The following command displays a list of the IPs that are connected to our server ignoring the STATE of the connection (CLOSE_WAIT, ESTABLISHED, etc)
netstat -tn 2>/dev/null
-t flag tells netstat to display only TCP connections
and -n flag tells netstat command not to resolve IPs to hostnames
While stderr (2) redirection (>) throws at "garbage" (/dev/null) means that we just don't want possible errors to break our cute output we are trying to make.
At this point we have all usable information, but it is a little difficult to use, we will try to come to a more clear and handy format.
Piping (|) to grep, we can keep only the IPs that are connecting to port 80 of our webserver.
netstat -tn 2>/dev/null | grep ":80 "
It would be also nice to keep only the 5th column right?

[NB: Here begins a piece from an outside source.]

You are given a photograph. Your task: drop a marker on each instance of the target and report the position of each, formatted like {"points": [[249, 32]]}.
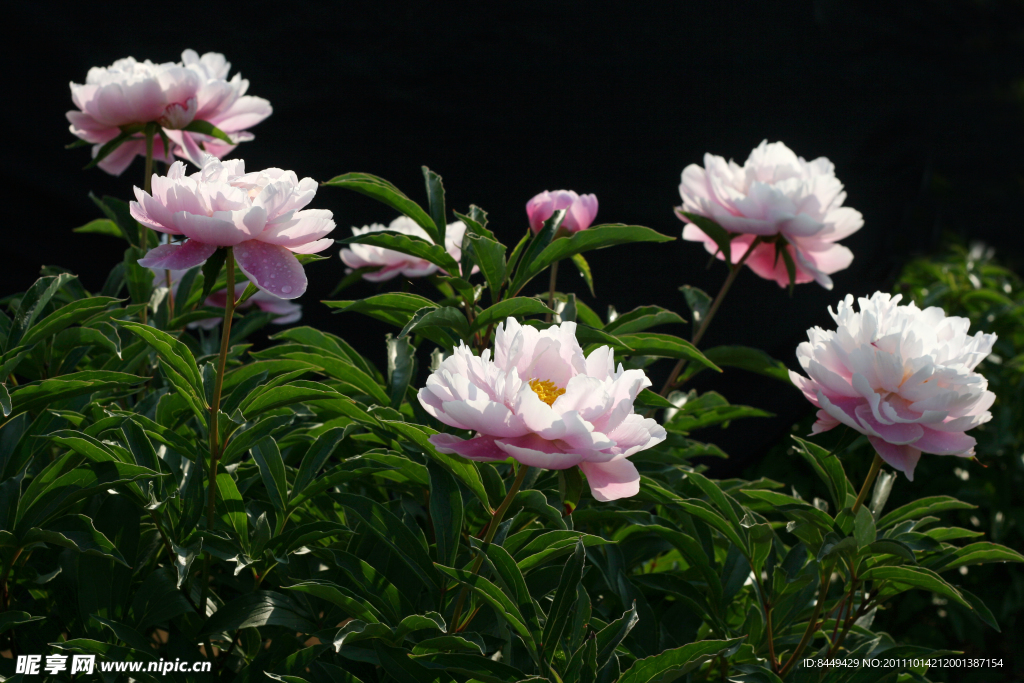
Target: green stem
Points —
{"points": [[698, 335], [493, 525], [143, 236], [170, 295], [868, 480], [811, 625], [147, 180], [214, 427], [551, 290]]}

netstat -tn 2>/dev/null | grep ":80 " | awk '{print $5}'
Maybe the trickiest part here is that we only want IPs to be displayed so we use: cut -d: -f1
Where:
-d tells cut to use the immediate following character as a delimiter.
-f tells how many fields to output, in our case we just need one.
netstat -tn 2>/dev/null | grep ":80 " | awk '{print $5}' | cut -d: -f1
Then using sort, we are sorting our list, using -c we are counting unique occurrences and then we can display in descending order with sort -nr (numeric και reverse).
It's in our judgement to use head to check only the first 10 results.
netstat -tn 2>/dev/null | grep ":80 " | awk '{print $5}' | cut -d: -f1 | sort | uniq -c | sort -nr | head
Of course, changing the port only in grep, ie to 25, we are able to see if someone is abusing our mail server or in a VPS hosting environment the tracking of a spammer can be a little bit easier. Also we can use a specific connection state in grep that we are interested in, count connections per process (using parameter -p in netstat). Essentially it's about few commands that combined together they become a very useful tool for an system & network administrator.